Le seul flic qui reconnaît son modèle est Lou, mais il est incapable de convaincre ses supérieurs. Pendant ce temps, Sharon, qui n’a pas obtenu de promotion et se rend compte que sa durée de vie professionnelle est de plus en plus limitée en raison de son âge (c’est grâce à Berry, toujours aussi magnifique, qu’elle est capable de rendre cela convaincant), est approchée par Davis pour devenir l’une de ses sources d’informations. Elle se lie également d’amitié avec Lou, qui enquête sur le vol d’un de ses clients et qu’elle rencontre ensuite lors d’un cours de yoga.
Il y a beaucoup de choses à comprendre – probablement trop, avec la myriade d’intrigues secondaires qui étendent le film à 140 minutes gonflées. Le moins nécessaire implique probablement que Davis tente de forger une véritable romance au lieu de ses alliances avec des putes, mais cela donne un aperçu de son caractère émotionnellement détaché. Hemsworth apporte des nuances intéressantes à son rôle, mettant en valeur la quantité requise de cool macho à la Steve McQueen (l’acteur emblématique est ostensiblement référencé) mais exprimant également la peur et la vulnérabilité croissantes de Davis.

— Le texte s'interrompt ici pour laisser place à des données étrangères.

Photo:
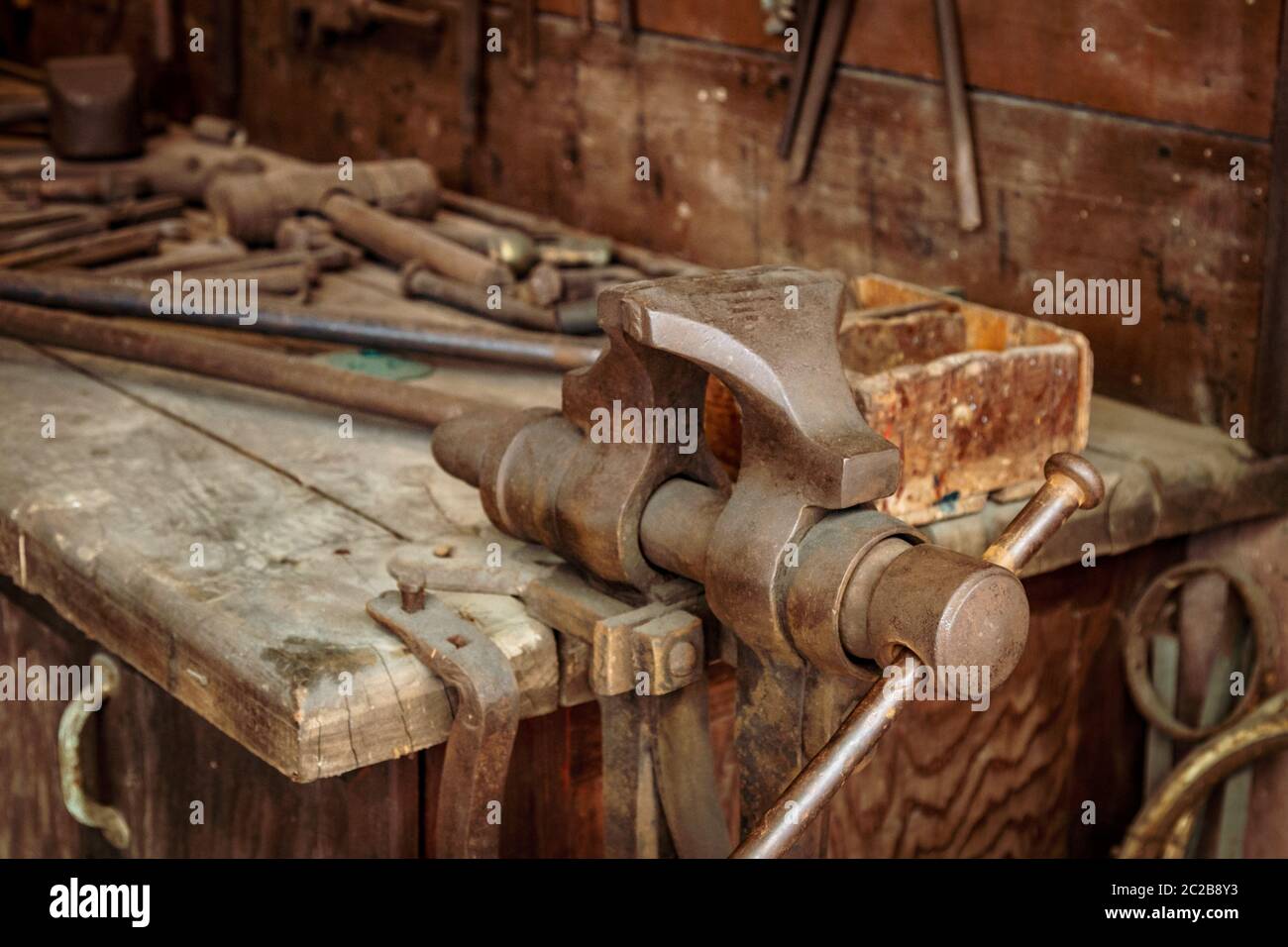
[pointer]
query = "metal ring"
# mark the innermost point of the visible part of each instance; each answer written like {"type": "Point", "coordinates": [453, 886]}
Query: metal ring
{"type": "Point", "coordinates": [1144, 616]}
{"type": "Point", "coordinates": [1157, 828]}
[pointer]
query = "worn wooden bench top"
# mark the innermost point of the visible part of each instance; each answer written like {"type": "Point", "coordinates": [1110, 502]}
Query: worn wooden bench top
{"type": "Point", "coordinates": [295, 525]}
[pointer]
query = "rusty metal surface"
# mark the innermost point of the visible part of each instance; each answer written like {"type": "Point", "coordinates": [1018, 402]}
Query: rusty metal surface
{"type": "Point", "coordinates": [1072, 483]}
{"type": "Point", "coordinates": [777, 552]}
{"type": "Point", "coordinates": [485, 720]}
{"type": "Point", "coordinates": [93, 107]}
{"type": "Point", "coordinates": [278, 317]}
{"type": "Point", "coordinates": [807, 795]}
{"type": "Point", "coordinates": [232, 363]}
{"type": "Point", "coordinates": [1166, 818]}
{"type": "Point", "coordinates": [252, 206]}
{"type": "Point", "coordinates": [969, 215]}
{"type": "Point", "coordinates": [402, 241]}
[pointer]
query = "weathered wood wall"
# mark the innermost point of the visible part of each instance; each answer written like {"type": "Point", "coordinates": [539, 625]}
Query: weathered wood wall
{"type": "Point", "coordinates": [1113, 163]}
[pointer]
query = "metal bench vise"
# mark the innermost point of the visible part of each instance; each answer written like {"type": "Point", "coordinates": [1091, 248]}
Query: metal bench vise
{"type": "Point", "coordinates": [819, 591]}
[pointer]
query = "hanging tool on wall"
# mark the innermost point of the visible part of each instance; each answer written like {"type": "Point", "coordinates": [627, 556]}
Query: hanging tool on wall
{"type": "Point", "coordinates": [823, 29]}
{"type": "Point", "coordinates": [962, 169]}
{"type": "Point", "coordinates": [469, 27]}
{"type": "Point", "coordinates": [823, 25]}
{"type": "Point", "coordinates": [523, 56]}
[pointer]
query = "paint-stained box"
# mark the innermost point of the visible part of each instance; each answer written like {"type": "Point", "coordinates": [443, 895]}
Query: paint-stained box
{"type": "Point", "coordinates": [975, 398]}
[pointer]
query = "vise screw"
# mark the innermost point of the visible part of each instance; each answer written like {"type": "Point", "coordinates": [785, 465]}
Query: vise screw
{"type": "Point", "coordinates": [815, 586]}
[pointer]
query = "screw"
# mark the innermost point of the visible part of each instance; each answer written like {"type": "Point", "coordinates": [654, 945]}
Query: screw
{"type": "Point", "coordinates": [682, 660]}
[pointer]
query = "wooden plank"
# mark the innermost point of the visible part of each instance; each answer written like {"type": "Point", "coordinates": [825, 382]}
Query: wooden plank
{"type": "Point", "coordinates": [101, 519]}
{"type": "Point", "coordinates": [155, 762]}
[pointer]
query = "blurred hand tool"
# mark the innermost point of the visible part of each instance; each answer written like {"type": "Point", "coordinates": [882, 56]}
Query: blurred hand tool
{"type": "Point", "coordinates": [962, 169]}
{"type": "Point", "coordinates": [403, 241]}
{"type": "Point", "coordinates": [117, 296]}
{"type": "Point", "coordinates": [819, 590]}
{"type": "Point", "coordinates": [471, 48]}
{"type": "Point", "coordinates": [93, 107]}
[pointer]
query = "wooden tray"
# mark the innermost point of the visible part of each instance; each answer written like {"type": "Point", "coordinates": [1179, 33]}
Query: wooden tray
{"type": "Point", "coordinates": [975, 398]}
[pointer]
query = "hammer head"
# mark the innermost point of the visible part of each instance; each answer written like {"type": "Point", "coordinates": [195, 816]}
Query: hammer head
{"type": "Point", "coordinates": [94, 107]}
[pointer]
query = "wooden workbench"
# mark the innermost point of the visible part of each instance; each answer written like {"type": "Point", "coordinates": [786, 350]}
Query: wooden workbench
{"type": "Point", "coordinates": [295, 525]}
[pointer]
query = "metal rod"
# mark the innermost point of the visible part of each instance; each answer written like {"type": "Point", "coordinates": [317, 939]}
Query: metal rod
{"type": "Point", "coordinates": [846, 753]}
{"type": "Point", "coordinates": [1072, 483]}
{"type": "Point", "coordinates": [969, 215]}
{"type": "Point", "coordinates": [232, 363]}
{"type": "Point", "coordinates": [133, 298]}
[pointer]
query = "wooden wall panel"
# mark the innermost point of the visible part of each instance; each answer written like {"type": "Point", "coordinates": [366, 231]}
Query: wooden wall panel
{"type": "Point", "coordinates": [1089, 192]}
{"type": "Point", "coordinates": [1093, 195]}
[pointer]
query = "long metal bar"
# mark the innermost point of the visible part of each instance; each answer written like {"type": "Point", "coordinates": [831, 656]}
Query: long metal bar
{"type": "Point", "coordinates": [827, 51]}
{"type": "Point", "coordinates": [133, 298]}
{"type": "Point", "coordinates": [969, 215]}
{"type": "Point", "coordinates": [1267, 428]}
{"type": "Point", "coordinates": [233, 363]}
{"type": "Point", "coordinates": [823, 776]}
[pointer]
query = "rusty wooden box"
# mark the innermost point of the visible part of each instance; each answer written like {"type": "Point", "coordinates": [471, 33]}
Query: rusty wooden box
{"type": "Point", "coordinates": [975, 398]}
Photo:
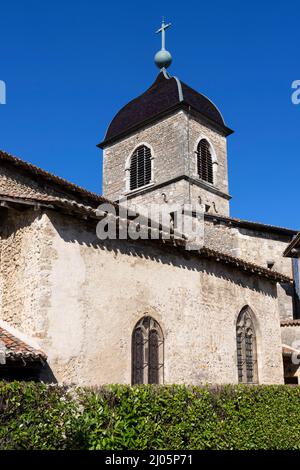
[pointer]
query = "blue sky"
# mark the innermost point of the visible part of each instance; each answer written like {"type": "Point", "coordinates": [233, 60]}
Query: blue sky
{"type": "Point", "coordinates": [70, 65]}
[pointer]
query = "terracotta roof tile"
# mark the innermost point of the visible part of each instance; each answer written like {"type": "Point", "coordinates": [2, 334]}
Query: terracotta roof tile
{"type": "Point", "coordinates": [54, 183]}
{"type": "Point", "coordinates": [18, 349]}
{"type": "Point", "coordinates": [290, 322]}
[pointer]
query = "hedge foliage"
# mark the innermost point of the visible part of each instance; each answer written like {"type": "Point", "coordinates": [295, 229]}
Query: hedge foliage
{"type": "Point", "coordinates": [36, 416]}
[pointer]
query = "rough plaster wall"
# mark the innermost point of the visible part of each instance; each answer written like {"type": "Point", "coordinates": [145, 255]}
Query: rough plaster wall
{"type": "Point", "coordinates": [256, 247]}
{"type": "Point", "coordinates": [291, 336]}
{"type": "Point", "coordinates": [24, 269]}
{"type": "Point", "coordinates": [100, 291]}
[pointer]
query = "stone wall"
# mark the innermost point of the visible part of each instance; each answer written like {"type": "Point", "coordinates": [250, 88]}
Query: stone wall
{"type": "Point", "coordinates": [24, 267]}
{"type": "Point", "coordinates": [83, 297]}
{"type": "Point", "coordinates": [173, 142]}
{"type": "Point", "coordinates": [256, 247]}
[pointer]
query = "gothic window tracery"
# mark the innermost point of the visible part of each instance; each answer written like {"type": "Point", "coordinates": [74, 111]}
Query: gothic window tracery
{"type": "Point", "coordinates": [147, 352]}
{"type": "Point", "coordinates": [246, 347]}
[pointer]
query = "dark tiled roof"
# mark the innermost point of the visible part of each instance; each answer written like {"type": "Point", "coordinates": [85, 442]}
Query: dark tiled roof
{"type": "Point", "coordinates": [16, 349]}
{"type": "Point", "coordinates": [258, 226]}
{"type": "Point", "coordinates": [292, 251]}
{"type": "Point", "coordinates": [162, 96]}
{"type": "Point", "coordinates": [290, 322]}
{"type": "Point", "coordinates": [89, 211]}
{"type": "Point", "coordinates": [52, 181]}
{"type": "Point", "coordinates": [243, 265]}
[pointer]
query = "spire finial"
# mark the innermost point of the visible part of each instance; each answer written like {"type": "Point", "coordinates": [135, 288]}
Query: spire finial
{"type": "Point", "coordinates": [163, 57]}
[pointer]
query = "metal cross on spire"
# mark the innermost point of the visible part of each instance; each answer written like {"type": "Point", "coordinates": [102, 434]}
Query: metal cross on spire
{"type": "Point", "coordinates": [162, 30]}
{"type": "Point", "coordinates": [163, 57]}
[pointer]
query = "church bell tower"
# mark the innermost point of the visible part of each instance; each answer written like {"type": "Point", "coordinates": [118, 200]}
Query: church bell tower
{"type": "Point", "coordinates": [168, 145]}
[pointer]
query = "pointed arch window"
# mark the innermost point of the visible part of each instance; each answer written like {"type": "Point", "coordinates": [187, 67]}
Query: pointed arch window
{"type": "Point", "coordinates": [140, 167]}
{"type": "Point", "coordinates": [204, 161]}
{"type": "Point", "coordinates": [147, 352]}
{"type": "Point", "coordinates": [246, 347]}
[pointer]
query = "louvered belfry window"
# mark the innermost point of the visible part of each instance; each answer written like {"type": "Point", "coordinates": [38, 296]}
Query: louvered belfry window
{"type": "Point", "coordinates": [246, 347]}
{"type": "Point", "coordinates": [140, 167]}
{"type": "Point", "coordinates": [204, 161]}
{"type": "Point", "coordinates": [147, 352]}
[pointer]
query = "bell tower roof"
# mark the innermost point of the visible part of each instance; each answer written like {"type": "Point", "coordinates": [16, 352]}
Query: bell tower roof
{"type": "Point", "coordinates": [163, 97]}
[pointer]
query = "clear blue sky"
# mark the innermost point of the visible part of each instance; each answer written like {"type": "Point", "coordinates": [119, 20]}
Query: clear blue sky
{"type": "Point", "coordinates": [70, 65]}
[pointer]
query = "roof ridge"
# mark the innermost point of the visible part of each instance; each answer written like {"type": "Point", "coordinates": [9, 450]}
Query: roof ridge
{"type": "Point", "coordinates": [33, 169]}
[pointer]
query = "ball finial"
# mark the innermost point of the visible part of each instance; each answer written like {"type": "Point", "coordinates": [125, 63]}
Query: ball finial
{"type": "Point", "coordinates": [163, 58]}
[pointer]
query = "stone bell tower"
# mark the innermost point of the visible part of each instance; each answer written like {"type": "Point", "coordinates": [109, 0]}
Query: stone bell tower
{"type": "Point", "coordinates": [167, 146]}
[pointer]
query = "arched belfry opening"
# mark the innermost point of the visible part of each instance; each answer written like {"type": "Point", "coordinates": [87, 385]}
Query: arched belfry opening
{"type": "Point", "coordinates": [147, 352]}
{"type": "Point", "coordinates": [246, 344]}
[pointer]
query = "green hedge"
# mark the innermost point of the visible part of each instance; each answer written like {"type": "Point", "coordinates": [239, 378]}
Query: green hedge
{"type": "Point", "coordinates": [36, 416]}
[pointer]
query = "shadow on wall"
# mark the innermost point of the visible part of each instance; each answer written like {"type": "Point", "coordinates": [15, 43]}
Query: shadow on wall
{"type": "Point", "coordinates": [82, 232]}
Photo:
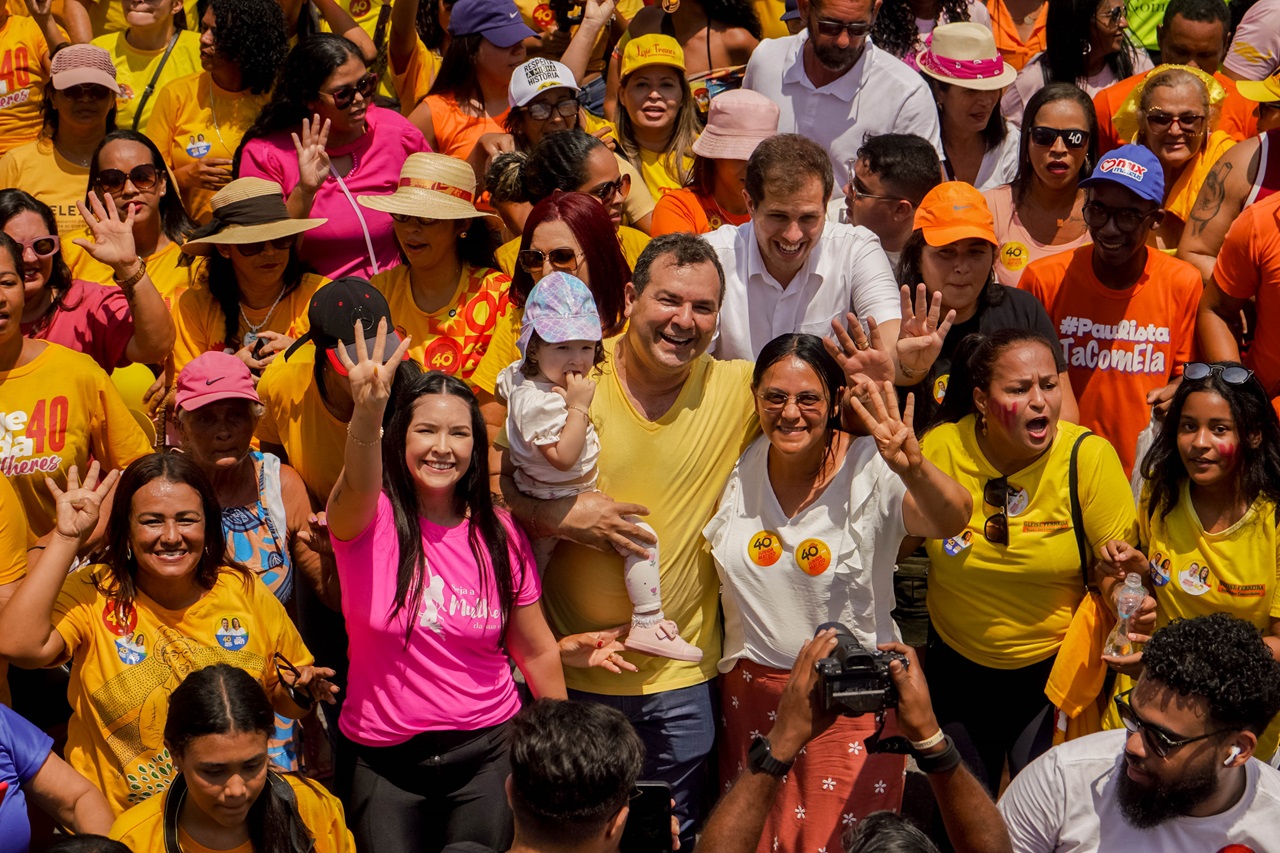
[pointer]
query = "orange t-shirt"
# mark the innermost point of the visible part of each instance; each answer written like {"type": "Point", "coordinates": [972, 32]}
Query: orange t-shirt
{"type": "Point", "coordinates": [1247, 267]}
{"type": "Point", "coordinates": [1237, 117]}
{"type": "Point", "coordinates": [1010, 45]}
{"type": "Point", "coordinates": [684, 211]}
{"type": "Point", "coordinates": [1119, 345]}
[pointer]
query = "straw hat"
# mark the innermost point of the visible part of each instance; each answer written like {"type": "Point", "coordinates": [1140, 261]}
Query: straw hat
{"type": "Point", "coordinates": [247, 210]}
{"type": "Point", "coordinates": [434, 186]}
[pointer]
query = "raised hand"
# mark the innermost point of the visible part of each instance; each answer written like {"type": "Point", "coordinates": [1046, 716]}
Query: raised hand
{"type": "Point", "coordinates": [894, 434]}
{"type": "Point", "coordinates": [78, 506]}
{"type": "Point", "coordinates": [919, 337]}
{"type": "Point", "coordinates": [312, 156]}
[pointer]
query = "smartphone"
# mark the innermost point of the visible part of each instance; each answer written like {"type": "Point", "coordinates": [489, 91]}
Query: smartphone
{"type": "Point", "coordinates": [648, 828]}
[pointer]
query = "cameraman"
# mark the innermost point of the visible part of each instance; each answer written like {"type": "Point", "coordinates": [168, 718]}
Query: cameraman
{"type": "Point", "coordinates": [969, 815]}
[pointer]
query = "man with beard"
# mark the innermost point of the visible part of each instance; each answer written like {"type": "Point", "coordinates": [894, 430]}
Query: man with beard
{"type": "Point", "coordinates": [1182, 776]}
{"type": "Point", "coordinates": [833, 86]}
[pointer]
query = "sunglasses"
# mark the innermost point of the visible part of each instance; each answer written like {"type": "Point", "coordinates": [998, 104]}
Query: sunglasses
{"type": "Point", "coordinates": [142, 177]}
{"type": "Point", "coordinates": [1072, 137]}
{"type": "Point", "coordinates": [1160, 743]}
{"type": "Point", "coordinates": [42, 246]}
{"type": "Point", "coordinates": [543, 112]}
{"type": "Point", "coordinates": [279, 243]}
{"type": "Point", "coordinates": [563, 259]}
{"type": "Point", "coordinates": [996, 493]}
{"type": "Point", "coordinates": [365, 86]}
{"type": "Point", "coordinates": [1232, 375]}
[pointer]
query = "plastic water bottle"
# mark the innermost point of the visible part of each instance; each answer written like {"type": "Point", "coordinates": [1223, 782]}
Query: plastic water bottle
{"type": "Point", "coordinates": [1128, 601]}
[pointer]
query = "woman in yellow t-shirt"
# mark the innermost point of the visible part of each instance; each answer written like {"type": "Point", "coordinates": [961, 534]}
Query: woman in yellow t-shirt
{"type": "Point", "coordinates": [222, 716]}
{"type": "Point", "coordinates": [1002, 593]}
{"type": "Point", "coordinates": [252, 290]}
{"type": "Point", "coordinates": [446, 295]}
{"type": "Point", "coordinates": [163, 605]}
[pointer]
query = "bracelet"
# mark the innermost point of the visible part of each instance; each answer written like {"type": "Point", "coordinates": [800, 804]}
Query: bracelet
{"type": "Point", "coordinates": [364, 443]}
{"type": "Point", "coordinates": [933, 740]}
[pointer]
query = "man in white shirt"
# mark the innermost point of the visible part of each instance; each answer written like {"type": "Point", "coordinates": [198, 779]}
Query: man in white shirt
{"type": "Point", "coordinates": [833, 86]}
{"type": "Point", "coordinates": [1183, 775]}
{"type": "Point", "coordinates": [789, 269]}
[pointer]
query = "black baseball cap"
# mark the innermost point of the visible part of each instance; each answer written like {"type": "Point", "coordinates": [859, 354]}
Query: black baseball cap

Il y a aussi le travail formidable de Ruffalo, qui a l’air si froissé dans la première section du film qu’il fait ressembler Columbo de Peter Falk à une icône de style. L’acteur apporte une confiance si sournoise et si discrète au personnage qu’il rend presque crédibles les actions invraisemblables de Lou dans l’acte final. Berry donne sa meilleure performance depuis des années, exprimant la colère et l’insécurité qui alimentent la décision de Sharon d’arrêter de respecter les règles. Et Nolte à la voix grave, que l’on voit dans seulement quelques scènes, affiche la gravité féroce qui a fait de lui l’un des meilleurs acteurs du cinéma à son apogée.
Mais c’est Keoghan, qui a clairement montré son intrépidité dans Brûlure de selqui vole la vedette. Sa performance en direct, apparemment inspirée de nombreuses représentations précédentes de méchants psychopathes, insuffle aux débats une énergie cinétique bienvenue.
Layton applique un éclat brillant et saisissant au film, soutenu par la superbe cinématographie d’Erik Alexander Wilson et la musique tendue infusée d’électro de Blanck Mass. Il y a cependant des moments où le cinéaste rend ses machinations trop évidentes, comme avec les coupes transversales trop mignonnes illustrant comment les personnages sont tous pris dans la même toile.
Finalement, Crime 101 semble trop artificiel et artificiel pour être convaincant. Mais il y a beaucoup de choses à apprécier en cours de route, en particulier le vaste savoir-faire cinématographique qui y est consacré.